Original en audio: 4 min. 22 seg.


Tal vez los puntos más importantes de nuestra formación cristiana son los que asoman en las lecturas de este hermoso domingo, el domingo número nueve del Tiempo Ordinario.

¿Y cuáles serán esos puntos? Pues, nos dice el Apóstol San Pablo en la Carta a los Romanos, que lo central está en la fe. Y esta es verdaderamente la roca fundamental de nuestro ser cristiano.

Porque a través de la fe nosotros recibimos el regalo de la salvación, a través de la fe nosotros acogemos el don que Dios nos ha dado en su Hijo Jesucristo.

Y es que hay que recordar que si nosotros somos salvos, sí que lo somos, es por regalo; nosotros no hemos merecido la vida cristiana que tenemos, la hemos recibido como un regalo. Hemos sido perdonados, hemos sido sanados, hemos sido restaurados, hemos sido santificados por el poder de la oración, por el regalo de la Sangre redentora de Jesucristo, por eso, por eso tenemos vida. Y de ahí la importancia de la fe.

Pero esa fe nos abre a la acción del Espíritu en nosotros, y el Espíritu no permanece ocioso, sino que es activo; el Espíritu Santo actúa en nosotros iluminando nuestra inteligencia y también enamorando y moviendo, a fuerza de amor, nuestra voluntad.
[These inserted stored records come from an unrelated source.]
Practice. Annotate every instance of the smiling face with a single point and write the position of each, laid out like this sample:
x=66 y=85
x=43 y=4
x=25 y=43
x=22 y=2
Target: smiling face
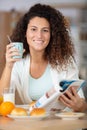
x=38 y=34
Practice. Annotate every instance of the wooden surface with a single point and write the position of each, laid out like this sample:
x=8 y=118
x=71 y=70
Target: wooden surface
x=47 y=124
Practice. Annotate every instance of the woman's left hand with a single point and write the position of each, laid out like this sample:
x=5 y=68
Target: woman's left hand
x=72 y=100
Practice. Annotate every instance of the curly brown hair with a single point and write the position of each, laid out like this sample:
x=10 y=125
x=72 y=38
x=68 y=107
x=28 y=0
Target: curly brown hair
x=60 y=49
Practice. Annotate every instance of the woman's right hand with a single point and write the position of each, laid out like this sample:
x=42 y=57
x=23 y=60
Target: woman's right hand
x=10 y=52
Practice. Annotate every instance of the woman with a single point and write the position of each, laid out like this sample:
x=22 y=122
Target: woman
x=48 y=57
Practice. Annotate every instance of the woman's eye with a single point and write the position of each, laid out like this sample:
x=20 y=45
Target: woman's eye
x=46 y=30
x=33 y=29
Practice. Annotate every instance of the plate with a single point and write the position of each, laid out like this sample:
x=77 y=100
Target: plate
x=70 y=115
x=28 y=117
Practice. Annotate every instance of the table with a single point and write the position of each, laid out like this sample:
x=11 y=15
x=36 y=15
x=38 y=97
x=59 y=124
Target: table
x=51 y=123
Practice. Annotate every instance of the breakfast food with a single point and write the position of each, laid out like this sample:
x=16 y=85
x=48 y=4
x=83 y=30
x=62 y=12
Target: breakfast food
x=38 y=112
x=32 y=103
x=19 y=112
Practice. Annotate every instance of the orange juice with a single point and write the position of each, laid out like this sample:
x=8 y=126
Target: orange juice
x=1 y=99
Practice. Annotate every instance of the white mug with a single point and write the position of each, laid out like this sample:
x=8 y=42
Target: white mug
x=9 y=95
x=19 y=46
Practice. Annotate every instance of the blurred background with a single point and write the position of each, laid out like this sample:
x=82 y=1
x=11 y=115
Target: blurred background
x=75 y=11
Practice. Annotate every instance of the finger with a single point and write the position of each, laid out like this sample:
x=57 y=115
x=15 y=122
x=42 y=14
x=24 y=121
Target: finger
x=74 y=91
x=65 y=103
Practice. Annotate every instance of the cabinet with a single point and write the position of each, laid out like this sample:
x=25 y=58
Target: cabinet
x=7 y=23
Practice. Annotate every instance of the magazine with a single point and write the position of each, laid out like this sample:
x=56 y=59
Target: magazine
x=50 y=99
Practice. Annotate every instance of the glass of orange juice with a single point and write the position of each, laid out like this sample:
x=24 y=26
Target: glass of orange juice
x=1 y=99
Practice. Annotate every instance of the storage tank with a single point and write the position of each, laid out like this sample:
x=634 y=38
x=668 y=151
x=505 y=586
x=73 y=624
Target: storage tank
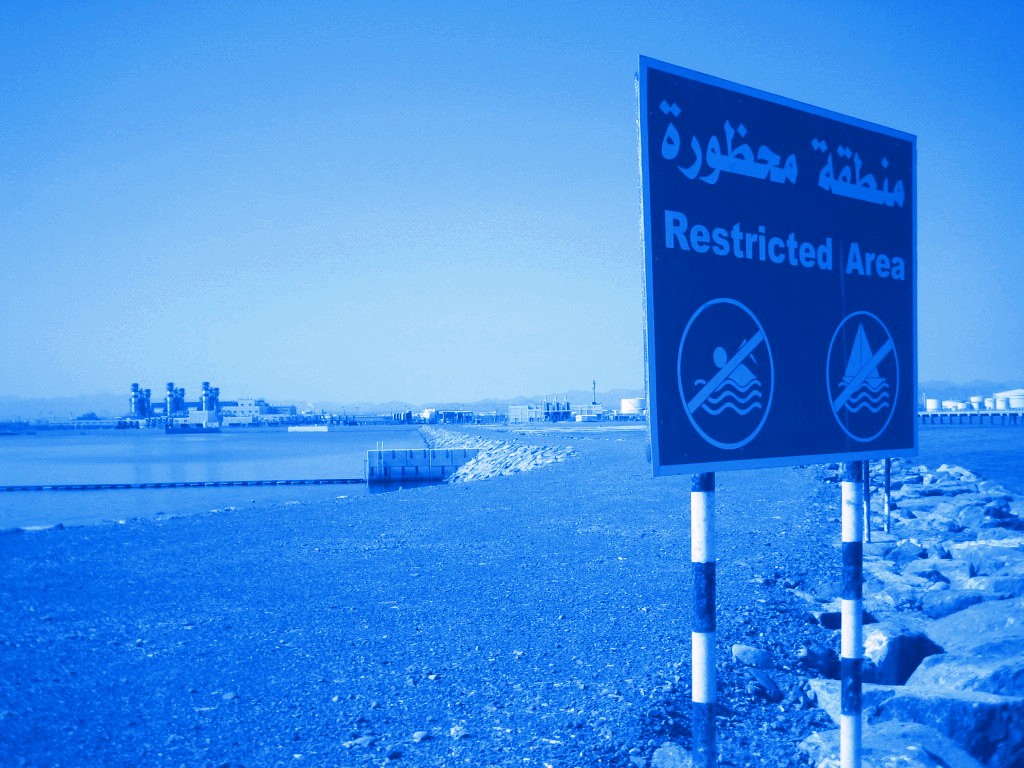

Por eso, junto al regalo, al don de la fe, está también la tarea, el compromiso cristiano, la acción de nuestra voluntad. Así por ejemplo, en la primera lectura de hoy, del capítulo número once del libro del Deuteronomio, se nos asegura que tenemos delante bendición y maldición, y que tenemos que hacer una elección.

Es decir, debemos elegir, en cierto sentido, depende de nosotros; por supuesto, en cuanto cristianos, creemos en el regalo que hemos recibido, pero ese regalo no lo puede dejar muerto dentro de ti, ese regalo tiene que abrirse, ese regalo tiene que actuar, y la acción de ese regalo está precisamente en la elección que tú haces de la bendición divina.

También en el evangelio, que es ya la conclusión del Sermón de la Montaña, nos dice Jesucristo que hay que poner en práctica las palabras que Él nos da.

Nos dice, con una comparación tan pedagógica, que hay como dos tipos de oyentes: hay unos que superficialmente aceptan los que Dios quiere, pero son como casas sobre arena: se demuestra que no tienen cimiento, porque cuando llega la dificultad, todo se derrumba.

¿Y quiénes son los que tienen la casa sobre roca? Los que se apoyan en Dios, por supuesto, los que creen en Él.

Pero fíjate que Jesús nos habla de una fe que obra, de una fe que actúa: "El que pone estas palabras mías en práctica" San Mateo 7,24.

Es decir, cuando nuestra voluntad se deja poseer por ese amor redentor y reconstructor de Dios, entonces empezamos a obrar a la manera de Dios, y entonces nustros ojos comprueban la verdad de la enseñanza evangélica y nuestro cimiento se hace firme y somos invencibles.

Fe y una voluntad transformada por el Espíritu: los cimientos de una vida cristiana.